12. Anonymous disclosures may be dealt with, but an investigation may be hampered by the request for anonymity.
13. Upon receiving a disclosure, the person receiving the disclosure shall determine whether or not an investigation is warranted.
14. An investigation may involve both internal and external sources to assist in determining whether a wrongdoing has occurred and what corrective action may be appropriate.
15. Confidentiality of the discloser of a wrongdoing shall be maintained to the extent possible consistent with the need to conduct an adequate investigation.
16. Investigations shall be conducted in accordance with the principles of fairness and natural justice.
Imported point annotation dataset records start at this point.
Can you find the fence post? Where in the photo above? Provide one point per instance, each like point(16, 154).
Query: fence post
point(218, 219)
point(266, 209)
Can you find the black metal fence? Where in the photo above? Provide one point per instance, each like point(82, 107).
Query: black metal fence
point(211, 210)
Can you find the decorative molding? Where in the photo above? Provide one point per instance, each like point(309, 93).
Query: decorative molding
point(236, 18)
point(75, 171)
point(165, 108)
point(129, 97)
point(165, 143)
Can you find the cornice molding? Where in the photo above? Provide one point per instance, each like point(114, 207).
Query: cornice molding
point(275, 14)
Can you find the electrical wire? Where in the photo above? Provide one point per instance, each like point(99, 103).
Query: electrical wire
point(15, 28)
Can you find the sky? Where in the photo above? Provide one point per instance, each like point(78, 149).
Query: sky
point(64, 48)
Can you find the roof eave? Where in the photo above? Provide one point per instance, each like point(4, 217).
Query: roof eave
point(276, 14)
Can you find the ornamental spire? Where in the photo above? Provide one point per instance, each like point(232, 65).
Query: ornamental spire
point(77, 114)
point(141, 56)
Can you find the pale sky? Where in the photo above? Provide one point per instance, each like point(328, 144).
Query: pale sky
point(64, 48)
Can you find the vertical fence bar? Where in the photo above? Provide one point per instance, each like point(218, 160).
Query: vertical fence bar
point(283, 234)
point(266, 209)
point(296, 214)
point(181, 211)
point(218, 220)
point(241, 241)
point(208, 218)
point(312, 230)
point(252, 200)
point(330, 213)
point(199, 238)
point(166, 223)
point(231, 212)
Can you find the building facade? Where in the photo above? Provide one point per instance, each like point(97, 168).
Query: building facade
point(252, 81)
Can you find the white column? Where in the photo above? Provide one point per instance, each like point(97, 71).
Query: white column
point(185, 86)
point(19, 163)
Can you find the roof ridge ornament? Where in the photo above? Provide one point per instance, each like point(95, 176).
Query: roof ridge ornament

17. A disclosure of wrongdoing or complaint of reprisal shall be acknowledged not more than five (5) business days from the date on which the disclosure of wrongdoing or complaint of reprisal is received.
18. The employee who submitted a disclosure of wrongdoing or complaint of reprisal shall be advised no more than ten (10) business days from the date on which the disclosure of wrongdoing or complaint of reprisal is received of whether an investigation will be made.
19. An investigation must be concluded not more than one hundred and ten (110) business days from the date on which the disclosure of wrongdoing or complaint or reprisal is received. The employee who submitted a disclosure of wrongdoing or complaint of reprisal shall be advised of the result of the investigation in writing.
20. These timelines may be extended by the Superintendent or by the Public Interest Commissioner.
21. An employee who submits a disclosure of wrongdoing or complaint of reprisal must act in good faith.
22. Deliberately false or malicious allegations by an employee will form the grounds for disciplinary action up to and including termination of employment.